Cavalgando, cavalgando, voltei!
Não deixa o gringo falar que o meu Rio degenerou
Não deixa o gringo falar que o meu Rio degenerou
Até pode ser mais frio aqui, mas nunca perdi o meu amor.
Tem n aquele rio, grande doçura para adoçar a amargura da alma do sonhador.
Tem n aquele rio, grande doçura para adoçar a amargura da alma do sonhador.
Cavalgando, cavalgando, voltei!
    Do ventre das tuas donzelas teus filhos partem normais,  pasmem, sem a mãe, sem o pai.
    Por ti passam os papas, reis, imperador. A ti convergem os 4 pontos cardeais.
    Nem  Cristo escapa, lá no alto, abre os braços e fecha os olhos à nudez dos carnavais.
    Crianças feridas encontram balas perdidas nos confrontos marginais.

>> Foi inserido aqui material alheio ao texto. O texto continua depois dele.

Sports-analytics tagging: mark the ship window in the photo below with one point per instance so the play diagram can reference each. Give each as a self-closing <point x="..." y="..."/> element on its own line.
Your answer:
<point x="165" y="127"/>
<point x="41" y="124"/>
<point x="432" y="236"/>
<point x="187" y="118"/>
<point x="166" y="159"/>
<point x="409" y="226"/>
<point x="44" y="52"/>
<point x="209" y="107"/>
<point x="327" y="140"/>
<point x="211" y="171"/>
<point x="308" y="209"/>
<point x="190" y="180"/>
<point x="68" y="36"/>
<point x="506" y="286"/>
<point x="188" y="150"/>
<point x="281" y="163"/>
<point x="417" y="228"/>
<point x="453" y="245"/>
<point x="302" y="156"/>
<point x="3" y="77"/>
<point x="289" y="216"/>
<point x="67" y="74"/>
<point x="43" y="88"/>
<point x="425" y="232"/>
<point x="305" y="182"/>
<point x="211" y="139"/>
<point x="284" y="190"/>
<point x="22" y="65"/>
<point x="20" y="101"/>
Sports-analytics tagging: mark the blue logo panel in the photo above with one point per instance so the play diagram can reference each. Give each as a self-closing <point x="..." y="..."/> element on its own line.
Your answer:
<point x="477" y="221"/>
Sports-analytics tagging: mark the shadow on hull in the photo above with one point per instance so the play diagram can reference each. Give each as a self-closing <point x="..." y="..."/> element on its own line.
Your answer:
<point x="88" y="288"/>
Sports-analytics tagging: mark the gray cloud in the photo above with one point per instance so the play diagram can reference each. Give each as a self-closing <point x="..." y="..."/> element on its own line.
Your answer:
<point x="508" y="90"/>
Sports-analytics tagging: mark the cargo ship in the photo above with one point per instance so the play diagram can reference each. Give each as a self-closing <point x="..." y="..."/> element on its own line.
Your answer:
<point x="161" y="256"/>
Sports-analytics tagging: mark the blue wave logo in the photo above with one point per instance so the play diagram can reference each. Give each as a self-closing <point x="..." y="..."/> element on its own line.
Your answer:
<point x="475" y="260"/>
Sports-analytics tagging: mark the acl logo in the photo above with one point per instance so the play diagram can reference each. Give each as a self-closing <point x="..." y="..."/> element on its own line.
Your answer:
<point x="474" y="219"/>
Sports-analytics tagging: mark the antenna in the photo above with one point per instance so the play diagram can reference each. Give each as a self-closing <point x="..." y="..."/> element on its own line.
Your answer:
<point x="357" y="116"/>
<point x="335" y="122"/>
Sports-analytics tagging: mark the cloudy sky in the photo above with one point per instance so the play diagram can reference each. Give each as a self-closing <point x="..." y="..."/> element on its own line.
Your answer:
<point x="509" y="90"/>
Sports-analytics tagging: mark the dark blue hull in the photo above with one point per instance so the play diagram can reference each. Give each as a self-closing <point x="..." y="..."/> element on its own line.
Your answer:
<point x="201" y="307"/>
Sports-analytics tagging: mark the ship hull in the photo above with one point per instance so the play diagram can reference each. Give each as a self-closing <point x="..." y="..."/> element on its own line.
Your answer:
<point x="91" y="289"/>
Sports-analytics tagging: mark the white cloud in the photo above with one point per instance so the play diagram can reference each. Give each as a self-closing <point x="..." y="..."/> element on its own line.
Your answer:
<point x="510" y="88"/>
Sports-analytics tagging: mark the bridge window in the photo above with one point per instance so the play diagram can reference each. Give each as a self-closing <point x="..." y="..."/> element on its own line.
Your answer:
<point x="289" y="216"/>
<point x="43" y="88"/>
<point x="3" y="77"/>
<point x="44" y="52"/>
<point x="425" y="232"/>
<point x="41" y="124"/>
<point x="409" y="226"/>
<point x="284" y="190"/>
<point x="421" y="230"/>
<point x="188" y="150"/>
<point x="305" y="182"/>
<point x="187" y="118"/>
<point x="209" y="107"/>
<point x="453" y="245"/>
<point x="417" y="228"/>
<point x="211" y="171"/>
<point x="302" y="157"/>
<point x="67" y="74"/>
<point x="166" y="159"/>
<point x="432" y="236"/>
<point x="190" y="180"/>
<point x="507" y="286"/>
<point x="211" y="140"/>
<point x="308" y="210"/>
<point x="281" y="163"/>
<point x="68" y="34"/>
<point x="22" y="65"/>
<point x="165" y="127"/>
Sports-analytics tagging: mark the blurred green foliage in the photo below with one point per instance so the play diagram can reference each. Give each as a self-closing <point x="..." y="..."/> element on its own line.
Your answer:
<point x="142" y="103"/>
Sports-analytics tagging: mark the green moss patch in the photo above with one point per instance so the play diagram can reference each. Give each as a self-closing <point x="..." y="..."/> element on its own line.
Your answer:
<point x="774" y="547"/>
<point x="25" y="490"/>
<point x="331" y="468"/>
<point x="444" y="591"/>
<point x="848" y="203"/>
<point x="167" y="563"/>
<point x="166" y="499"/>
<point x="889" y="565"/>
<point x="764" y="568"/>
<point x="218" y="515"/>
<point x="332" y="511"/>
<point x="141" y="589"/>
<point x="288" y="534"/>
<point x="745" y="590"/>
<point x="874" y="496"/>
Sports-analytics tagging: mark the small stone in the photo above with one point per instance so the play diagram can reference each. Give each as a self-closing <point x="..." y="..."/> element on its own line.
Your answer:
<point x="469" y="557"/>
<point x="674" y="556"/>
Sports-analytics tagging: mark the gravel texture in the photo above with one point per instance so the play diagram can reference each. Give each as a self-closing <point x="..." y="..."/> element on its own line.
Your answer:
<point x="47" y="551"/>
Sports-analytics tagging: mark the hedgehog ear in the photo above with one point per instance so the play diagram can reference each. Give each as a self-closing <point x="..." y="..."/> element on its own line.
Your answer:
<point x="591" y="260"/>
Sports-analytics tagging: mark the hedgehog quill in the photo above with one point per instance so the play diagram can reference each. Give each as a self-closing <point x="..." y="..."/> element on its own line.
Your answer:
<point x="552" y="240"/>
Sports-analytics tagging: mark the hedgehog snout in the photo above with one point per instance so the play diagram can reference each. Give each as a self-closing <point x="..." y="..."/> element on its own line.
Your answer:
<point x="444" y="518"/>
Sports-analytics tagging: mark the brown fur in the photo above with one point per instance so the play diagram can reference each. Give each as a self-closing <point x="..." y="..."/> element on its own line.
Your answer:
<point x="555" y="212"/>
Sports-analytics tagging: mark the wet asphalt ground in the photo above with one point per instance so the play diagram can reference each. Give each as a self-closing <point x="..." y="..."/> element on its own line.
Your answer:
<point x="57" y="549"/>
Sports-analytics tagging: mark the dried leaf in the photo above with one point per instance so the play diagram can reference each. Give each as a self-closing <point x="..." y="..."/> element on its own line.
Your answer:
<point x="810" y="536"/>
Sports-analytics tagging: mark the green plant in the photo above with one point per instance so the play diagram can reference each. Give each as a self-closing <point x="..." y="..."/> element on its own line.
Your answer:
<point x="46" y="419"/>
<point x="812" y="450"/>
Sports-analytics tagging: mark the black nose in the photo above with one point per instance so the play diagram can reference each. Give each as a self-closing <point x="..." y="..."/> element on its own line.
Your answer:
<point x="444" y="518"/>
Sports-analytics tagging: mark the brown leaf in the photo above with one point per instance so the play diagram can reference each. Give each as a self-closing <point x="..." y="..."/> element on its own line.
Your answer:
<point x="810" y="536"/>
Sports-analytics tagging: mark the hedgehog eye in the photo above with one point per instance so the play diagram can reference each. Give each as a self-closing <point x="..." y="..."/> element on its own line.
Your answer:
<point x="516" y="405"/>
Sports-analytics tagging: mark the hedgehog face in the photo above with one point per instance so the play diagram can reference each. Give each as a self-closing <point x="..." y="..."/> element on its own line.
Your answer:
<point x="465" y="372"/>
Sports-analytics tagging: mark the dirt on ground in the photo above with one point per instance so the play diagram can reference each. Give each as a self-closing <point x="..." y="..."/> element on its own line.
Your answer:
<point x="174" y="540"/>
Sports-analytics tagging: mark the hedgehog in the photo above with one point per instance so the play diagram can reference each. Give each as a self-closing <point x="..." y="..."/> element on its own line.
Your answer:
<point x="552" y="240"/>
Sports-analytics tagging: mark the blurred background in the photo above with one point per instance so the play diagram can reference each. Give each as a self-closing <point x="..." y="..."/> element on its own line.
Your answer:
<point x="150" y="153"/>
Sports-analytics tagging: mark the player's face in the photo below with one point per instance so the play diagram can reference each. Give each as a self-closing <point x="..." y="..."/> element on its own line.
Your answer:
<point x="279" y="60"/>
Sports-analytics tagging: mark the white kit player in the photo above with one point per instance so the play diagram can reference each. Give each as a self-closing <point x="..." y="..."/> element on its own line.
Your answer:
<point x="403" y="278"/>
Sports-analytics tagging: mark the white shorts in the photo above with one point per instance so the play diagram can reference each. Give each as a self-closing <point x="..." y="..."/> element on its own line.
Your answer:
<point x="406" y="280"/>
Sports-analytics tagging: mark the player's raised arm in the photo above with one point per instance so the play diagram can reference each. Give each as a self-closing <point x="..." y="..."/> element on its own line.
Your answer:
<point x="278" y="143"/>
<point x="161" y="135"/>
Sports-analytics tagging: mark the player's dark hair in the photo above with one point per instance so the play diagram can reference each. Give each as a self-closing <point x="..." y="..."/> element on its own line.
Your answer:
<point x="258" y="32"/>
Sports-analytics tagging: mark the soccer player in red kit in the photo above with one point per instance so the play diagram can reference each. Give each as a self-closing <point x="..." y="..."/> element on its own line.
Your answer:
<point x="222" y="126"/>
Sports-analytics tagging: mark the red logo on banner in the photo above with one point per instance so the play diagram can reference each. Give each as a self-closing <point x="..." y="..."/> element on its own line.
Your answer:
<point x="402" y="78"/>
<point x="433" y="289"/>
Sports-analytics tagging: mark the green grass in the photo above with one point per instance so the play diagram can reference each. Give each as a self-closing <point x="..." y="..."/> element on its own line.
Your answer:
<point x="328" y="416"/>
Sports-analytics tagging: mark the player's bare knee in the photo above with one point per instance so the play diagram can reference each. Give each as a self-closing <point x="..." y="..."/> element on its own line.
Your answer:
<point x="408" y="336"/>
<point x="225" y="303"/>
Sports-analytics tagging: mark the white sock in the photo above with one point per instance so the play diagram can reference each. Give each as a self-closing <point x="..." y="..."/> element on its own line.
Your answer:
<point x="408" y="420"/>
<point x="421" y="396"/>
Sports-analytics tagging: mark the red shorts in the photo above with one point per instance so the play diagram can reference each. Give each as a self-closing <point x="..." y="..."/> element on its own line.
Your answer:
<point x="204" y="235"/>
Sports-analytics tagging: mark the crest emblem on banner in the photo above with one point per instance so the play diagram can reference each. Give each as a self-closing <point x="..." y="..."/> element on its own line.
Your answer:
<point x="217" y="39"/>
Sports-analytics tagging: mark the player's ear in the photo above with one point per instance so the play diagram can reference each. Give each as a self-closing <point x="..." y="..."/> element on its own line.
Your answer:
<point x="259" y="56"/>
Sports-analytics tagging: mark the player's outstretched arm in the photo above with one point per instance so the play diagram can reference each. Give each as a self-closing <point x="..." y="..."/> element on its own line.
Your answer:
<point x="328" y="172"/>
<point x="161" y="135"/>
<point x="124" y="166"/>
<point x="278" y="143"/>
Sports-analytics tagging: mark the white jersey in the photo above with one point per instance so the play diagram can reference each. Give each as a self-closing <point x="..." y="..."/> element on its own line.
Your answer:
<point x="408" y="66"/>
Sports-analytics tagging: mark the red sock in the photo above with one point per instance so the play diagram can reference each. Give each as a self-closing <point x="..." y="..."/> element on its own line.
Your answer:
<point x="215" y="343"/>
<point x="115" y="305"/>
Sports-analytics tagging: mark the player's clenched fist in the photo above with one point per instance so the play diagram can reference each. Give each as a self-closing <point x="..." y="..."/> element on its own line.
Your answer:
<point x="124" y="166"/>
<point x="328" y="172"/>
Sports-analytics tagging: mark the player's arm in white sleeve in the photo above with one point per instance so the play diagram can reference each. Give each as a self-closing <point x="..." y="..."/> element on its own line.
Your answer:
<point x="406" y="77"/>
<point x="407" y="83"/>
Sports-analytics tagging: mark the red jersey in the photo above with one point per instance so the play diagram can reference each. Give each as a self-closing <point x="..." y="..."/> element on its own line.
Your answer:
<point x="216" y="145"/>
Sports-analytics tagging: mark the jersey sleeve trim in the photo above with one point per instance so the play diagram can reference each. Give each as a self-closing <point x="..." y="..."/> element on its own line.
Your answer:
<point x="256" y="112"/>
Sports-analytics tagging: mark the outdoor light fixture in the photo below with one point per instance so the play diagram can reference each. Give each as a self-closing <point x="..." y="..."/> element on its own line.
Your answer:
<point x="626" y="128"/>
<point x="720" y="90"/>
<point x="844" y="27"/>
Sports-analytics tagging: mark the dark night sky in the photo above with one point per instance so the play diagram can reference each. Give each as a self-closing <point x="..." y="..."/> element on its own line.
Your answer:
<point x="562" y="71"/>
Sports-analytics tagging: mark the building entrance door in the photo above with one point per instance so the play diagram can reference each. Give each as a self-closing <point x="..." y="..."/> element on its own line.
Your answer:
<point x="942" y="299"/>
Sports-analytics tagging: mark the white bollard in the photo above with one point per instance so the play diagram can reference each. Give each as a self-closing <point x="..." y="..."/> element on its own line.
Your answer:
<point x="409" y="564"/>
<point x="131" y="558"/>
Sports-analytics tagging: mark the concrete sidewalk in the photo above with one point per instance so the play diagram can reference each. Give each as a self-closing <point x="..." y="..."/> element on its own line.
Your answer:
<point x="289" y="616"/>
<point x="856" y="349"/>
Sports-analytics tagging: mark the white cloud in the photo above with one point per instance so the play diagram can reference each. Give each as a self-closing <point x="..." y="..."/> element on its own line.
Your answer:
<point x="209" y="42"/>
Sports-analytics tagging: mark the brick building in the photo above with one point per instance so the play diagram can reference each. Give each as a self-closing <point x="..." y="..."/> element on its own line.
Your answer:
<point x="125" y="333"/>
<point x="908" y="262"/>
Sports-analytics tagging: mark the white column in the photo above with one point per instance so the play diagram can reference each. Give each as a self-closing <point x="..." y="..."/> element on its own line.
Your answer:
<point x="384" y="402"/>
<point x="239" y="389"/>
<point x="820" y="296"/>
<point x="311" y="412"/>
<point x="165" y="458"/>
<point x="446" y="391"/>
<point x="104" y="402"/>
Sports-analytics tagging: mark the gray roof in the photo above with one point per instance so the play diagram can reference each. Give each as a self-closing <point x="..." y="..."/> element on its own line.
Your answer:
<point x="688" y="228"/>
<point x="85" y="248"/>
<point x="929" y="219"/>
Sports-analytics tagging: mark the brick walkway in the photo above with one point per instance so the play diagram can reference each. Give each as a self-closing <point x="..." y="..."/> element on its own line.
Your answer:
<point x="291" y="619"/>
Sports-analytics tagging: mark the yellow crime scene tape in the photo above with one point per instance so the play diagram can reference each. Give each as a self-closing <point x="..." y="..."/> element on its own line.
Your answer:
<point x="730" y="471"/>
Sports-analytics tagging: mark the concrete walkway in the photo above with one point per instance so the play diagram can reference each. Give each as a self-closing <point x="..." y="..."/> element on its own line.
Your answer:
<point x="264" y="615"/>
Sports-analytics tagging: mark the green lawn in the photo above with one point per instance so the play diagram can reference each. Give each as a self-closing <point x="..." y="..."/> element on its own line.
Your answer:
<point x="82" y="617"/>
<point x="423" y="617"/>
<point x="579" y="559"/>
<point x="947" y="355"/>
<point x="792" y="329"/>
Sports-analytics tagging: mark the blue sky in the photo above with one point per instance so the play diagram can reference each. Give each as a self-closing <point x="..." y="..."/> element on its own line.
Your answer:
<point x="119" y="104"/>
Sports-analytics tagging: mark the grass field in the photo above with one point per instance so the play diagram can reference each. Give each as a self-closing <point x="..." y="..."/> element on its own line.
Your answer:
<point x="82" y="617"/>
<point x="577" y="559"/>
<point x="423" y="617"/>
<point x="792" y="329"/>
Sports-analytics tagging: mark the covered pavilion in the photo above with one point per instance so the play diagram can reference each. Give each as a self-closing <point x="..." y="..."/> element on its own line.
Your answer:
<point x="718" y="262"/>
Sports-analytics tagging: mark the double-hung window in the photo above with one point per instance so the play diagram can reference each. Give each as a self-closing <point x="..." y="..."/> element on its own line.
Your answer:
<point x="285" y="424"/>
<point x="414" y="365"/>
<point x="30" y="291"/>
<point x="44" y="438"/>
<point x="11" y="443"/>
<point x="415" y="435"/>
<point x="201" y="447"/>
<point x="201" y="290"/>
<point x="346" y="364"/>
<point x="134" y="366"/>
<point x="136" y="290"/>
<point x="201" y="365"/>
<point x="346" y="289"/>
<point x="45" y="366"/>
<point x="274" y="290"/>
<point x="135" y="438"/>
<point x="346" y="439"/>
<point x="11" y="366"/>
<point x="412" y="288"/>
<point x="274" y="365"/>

    Fortalezas e muralhas, grades, morros, que atrapalham
    Ninguém entra , ninguém sai sem pagar um preço e tal.
Não corra, não mate, não morra. O escudo da vida é a clemência de Alá.   
Sodoma e Gomorra se foram de novo pro fogo dos morros pra se purificar.
Um rio tem que ser doce mesmo que durma ao relento sereno salgado do mar.
Um rio tem que ser doce mesmo que durma ao relento sereno salgado do mar.
Um rio tem que ser doce mesmo que durma ao relento sereno salgado do mar.